Montag, 9. Juli 2007

Noch gar nicht so lange her:
wir erfuhren:
die Filbinger Trauerrede
-wurde nach einer Auseinandersetzung innerhalb der Baden-Württembergischen Regierungszentrale gehalten.
- Die Berater unseres Ministerpräsidenten haben bis kurz vor der Feier um die rechte Wortwahl gerungen, doch die ewig Erzkonservativen hätten sich durchgesetzt.

-der katholische Weihbischof Rainer Klug am Ende seines Versuches den (ehemaligen,
abgetretenen, katholischen) Ministerpräsidenten zu würdigen und den Schatten der Vergangenheit Filbingers zu verarbeiten, äußerte dass „der Wahrhaftigkeit, Gerechtigkeit und Liebe willen sollten Historiker diesen Aspekt nicht herausheben“.

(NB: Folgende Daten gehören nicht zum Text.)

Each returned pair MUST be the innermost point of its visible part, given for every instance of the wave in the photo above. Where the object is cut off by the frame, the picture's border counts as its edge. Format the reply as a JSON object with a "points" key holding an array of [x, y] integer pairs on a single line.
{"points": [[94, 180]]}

--dass der Schriftsteller Rolf Hochhuth jene von Filbinger verdrängte Zeit 1978 wieder öffentlich gemacht habe. Die Klage des gegen ihn damals angestrengten Zivilprozesses, - das Landgericht Stuttgart sollte Hochhuth untersagen, Herrn Filbinger weiter als „Hitlers Marinerichter“ und als „furchtbaren Juristen“ zu bezeichnen- wurde am 13. Juli 1978 abgewiesen. Am 7. August, trat er als Regierungschef zurück.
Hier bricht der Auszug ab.